Table Segmentation in Content Manager OnDemand
In order to keep database queries fast, OnDemand uses a concept called "database table segmentation". The term 'table segmentation' refers to splitting extremely large tables into 'segments' of smaller tables for performance and/or ease of maintenance. Although the latest versions of database engines can do this natively, at the time Content Manager OnDemand was created, there was no built-in support for this functionality, so it still uses the old style segmentation (based on date fields) to achieve the scalability and speed that customers require.
When an end user performs a search, IBM CMOD performs the search on one or more tables, based on the date range contained in individual tables. This 'date range' is called the 'segment date'.
Before DB2 supported its own table segmentation natively, the Content Manger OnDemand developers decided to split index data into tables of 10 million rows each.
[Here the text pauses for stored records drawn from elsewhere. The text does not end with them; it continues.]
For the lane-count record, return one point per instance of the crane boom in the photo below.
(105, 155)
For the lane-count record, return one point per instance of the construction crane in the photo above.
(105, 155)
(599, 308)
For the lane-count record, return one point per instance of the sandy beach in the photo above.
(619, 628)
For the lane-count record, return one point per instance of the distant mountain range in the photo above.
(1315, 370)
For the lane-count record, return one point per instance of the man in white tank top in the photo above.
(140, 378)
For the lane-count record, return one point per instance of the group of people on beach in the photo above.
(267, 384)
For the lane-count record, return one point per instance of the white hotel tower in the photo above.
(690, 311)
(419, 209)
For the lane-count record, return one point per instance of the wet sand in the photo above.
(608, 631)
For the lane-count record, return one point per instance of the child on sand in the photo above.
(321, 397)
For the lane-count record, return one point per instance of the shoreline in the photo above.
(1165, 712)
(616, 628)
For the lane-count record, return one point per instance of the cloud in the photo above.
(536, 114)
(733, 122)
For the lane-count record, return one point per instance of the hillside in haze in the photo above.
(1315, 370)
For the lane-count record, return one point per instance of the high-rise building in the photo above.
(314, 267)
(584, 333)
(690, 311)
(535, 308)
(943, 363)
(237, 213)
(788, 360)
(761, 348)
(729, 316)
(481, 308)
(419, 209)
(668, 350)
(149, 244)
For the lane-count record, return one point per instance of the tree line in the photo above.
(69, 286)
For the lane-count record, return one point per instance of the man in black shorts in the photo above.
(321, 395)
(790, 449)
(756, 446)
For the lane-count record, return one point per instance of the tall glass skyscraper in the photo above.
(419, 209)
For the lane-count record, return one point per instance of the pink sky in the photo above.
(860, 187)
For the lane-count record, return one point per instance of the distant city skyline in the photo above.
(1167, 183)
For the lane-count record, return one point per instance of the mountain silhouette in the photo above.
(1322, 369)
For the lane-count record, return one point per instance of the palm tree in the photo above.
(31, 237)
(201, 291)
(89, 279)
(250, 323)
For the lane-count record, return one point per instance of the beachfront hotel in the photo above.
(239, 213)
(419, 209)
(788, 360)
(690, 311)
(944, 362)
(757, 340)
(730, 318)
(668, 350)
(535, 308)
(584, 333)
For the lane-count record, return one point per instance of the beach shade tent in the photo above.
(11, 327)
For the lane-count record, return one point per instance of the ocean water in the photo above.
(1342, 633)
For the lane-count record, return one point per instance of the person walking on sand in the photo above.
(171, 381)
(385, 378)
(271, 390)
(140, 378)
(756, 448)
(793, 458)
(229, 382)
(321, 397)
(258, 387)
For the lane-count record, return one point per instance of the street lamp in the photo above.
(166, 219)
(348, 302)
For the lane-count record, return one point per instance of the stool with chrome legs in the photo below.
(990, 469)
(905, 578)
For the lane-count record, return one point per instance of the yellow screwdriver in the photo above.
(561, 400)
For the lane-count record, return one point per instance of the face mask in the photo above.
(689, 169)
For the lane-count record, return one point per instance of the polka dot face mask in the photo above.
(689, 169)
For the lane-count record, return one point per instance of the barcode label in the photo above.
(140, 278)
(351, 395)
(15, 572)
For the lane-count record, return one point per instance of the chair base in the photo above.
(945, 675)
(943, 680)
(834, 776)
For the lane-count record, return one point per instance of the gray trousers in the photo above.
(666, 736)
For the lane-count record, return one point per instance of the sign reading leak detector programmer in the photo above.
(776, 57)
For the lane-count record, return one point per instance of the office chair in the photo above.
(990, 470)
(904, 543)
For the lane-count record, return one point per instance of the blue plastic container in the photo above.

Using this method keeps search performance linear, as only the tables containing documents in the date range you're looking for ( for example, 3 months, or 1 year) are actually searched.
In order to complete queries as quickly as possible, it's important that you minimize the number of tables that are searched. Each additional table is more work for the CPU and more data transfer from disks ("I/O") that must be performed -- and delaying the response to the end user.
Optimizing Segment Size
One way to improve query performance is to match the volume of data you ingest each month with an Application Group's segment size.
If your monthly volume is more than 10 million documents for a single Application Group, use this formula to estimate your optimal segment size:
Number of Individual Documents loaded per month * 1.10 = Max Rows per database table
The 1.10 in the formula gives you 10% additional room for growth. If your growth rate is higher, adjust it accordingly. If your volumes increase suddenly, you should review the setting. It will take effect for the next database table that is created.
How does optimizing segment size work?
Let's say you're a large IBM Content Manager OnDemand user. You have 40 million customers, and about 25 million receive an invoice in any given month. When you load those invoices into IBM CMOD with a default 'Max Rows' value of 10 million, you create three new tables every month. But wait -- you've been in business for 5 years already, so it's not unreasonable that you might have more than 100 tables full of customer invoice data!
If an employee searches for a customer's invoices over a range of the last 12 months by default, the database must search 36 individual tables to satisfy a single request. Of those 36 tables that are searched, 24 of those tables won't return anything at all! When you multiply the work required to satisfy ONE request across an entire company and all of its customers, the default 'Max Rows' parameter can cause an OnDemand server to quickly become overloaded.
In the same situation, when Content Manager OnDemand is configured with an optimized segment size, one search hits 12 tables, and each table returns a result -- a much better work-to-result ratio, which requires less disk-related I/O and less CPU time. It's better in almost every way.